I’m sitting on the back porch of a small lodge at the base of Mt Buller listening to the babbling sound of rushing water on the Delatite River. As I gaze up from this iPad I see many differing shades of green trees sprinkled with the odd yellow-leaved deciduous tree as it sheds it leaves. There is a small open fire about 50 metres away and the smoke gently wafts upwards in the still air.
I’m trying to describe a scene of a photo I’ve taken. You can be the judge of my description using the photo located at the bottom of the page.
The point of this post is to talk about a wondering I have about writing and in particular the writing we ask of our young people in schools. Student writing is one of the main improvement goals of our school and as such is in my thoughts over this mild Easter break.
When I hear teachers speak about student writing it’s often from the technical aspect “they need to improve their paragraphing” or “I’m tired of telling them to use capital letters in the correct places”. This may seem a criticism of teachers but it’s not intended to be one. Yes one needs technical accuracy to convey one’s messages.
Recently I participated in a teacher meeting talking about using the national test criteria for assessment (NAPLAN) to lead us forward in determining what to teach students next. This in many ways should thrill me for we have been implementing an evidenced based process for determining what students need to learn next over the past few years.
So what’s my wondering/s?
When I looked at the criteria it was very technical orientated (e.g. paragraphing, sentence structure). That’s the easy part, which I’m beginning to question.
What if writing is like painting where we use words to convey our emotions like painters use colours or images to express their thoughts.
Some may remember colour by number sheets (very technical or base level stuff) and please don’t think I’m discounting the technical skills in painting. But is that what we admire or seek to replicate in paintings?
I’m thinking not!
So what is my wondering?
Part of the answer to my first wondering from a brief review of the literature on writing was that we must help students seek a wider audience and authentic purpose for writing. Much has been written about these two points for if the audience is just teachers then perhaps it’s just the technical skills we value and that our teachers are nearly facilitating editors (correcting and providing technical feedback) – again do not take this as a criticism of teachers for editing is a skill and we need technical feedback.

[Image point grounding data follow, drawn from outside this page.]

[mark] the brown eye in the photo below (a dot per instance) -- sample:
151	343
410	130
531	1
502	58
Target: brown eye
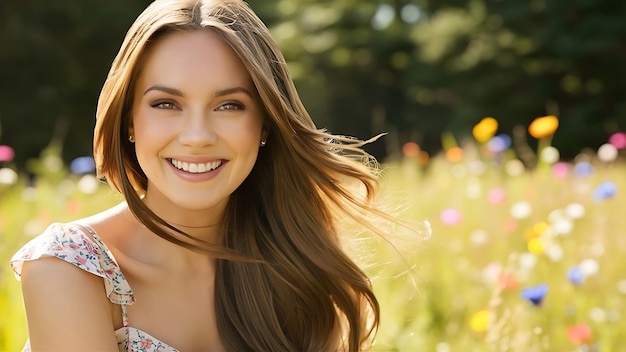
164	105
231	106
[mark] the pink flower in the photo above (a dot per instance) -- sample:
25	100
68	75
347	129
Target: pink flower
496	196
579	334
618	140
145	343
6	153
451	216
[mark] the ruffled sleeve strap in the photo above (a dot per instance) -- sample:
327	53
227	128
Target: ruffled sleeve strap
68	242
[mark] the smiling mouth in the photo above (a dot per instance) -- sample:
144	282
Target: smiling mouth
195	168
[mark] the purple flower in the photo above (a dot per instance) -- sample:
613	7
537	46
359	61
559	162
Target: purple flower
499	143
605	190
6	153
576	275
535	294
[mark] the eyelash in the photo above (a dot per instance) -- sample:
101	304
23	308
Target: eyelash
223	107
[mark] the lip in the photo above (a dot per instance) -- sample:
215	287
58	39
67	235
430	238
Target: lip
197	176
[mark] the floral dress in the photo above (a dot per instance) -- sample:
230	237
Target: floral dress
68	242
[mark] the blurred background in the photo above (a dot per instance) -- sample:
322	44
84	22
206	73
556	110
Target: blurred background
506	146
410	68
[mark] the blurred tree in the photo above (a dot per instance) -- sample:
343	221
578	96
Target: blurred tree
411	67
54	59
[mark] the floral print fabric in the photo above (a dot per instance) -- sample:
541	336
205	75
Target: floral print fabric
71	244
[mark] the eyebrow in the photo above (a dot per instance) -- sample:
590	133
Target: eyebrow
218	93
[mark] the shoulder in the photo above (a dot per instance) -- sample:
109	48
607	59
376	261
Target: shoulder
65	306
63	241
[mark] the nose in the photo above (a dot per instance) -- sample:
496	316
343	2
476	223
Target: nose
197	131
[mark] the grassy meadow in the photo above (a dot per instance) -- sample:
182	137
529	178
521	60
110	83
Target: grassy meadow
518	259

So yes writing as a habit (daily) and the use of writers notebooks to collect our thoughts (pre writing phase) are necessary, so is learning the technical skills, developing a wider audience and using differing authentic purposes necessary but are they sufficient?
My wondering is about non-writing teachers teaching writing. When I say non writing teachers again this may be seen as a criticism, it’s not that teachers don’t write but generally it’s job related procedural – lesson and curriculum plans and summative – student reports. Teachers job related writing audience is small and selective.
So when do teachers write – write for wider audiences – write every day (non job related) and publish. The answer I fear is seldom ( I’m not counting some forms of social media here e.g. texting). Yet we ask them to teach young people to write (to experience the anguish about using the right word or the rereading-rewriting phase trying to get their message to say what they want).
Last year a teacher charged with researching what are some of our young people’s blockers and enhancers for writing facilitated a workshop where she got teachers to write. She gave them a writer’s notebook and set some engaging challenges. It’s where I heard teachers say “I can’t write”, “I’m not a writer” but engage in the task and laugh and smile at other teachers attempts in what she perhaps unintentionally created – a writers community. That may seem a harsh reflection but are we as teachers all to willingly want to get into the right and wrong of writing (technical) but not want to wallow in the pit of uncomfortableness trying to find our writers voice.
I know some of my posts seem procedural but occasionally I do get to share some deeper feelings and I hope this one strikes a chord with others.
So what is my wondering – can teachers who do not engage as writers on a regular basis teach writing (you see it’s not the same as reading where we engage silently with our thoughts in safer places).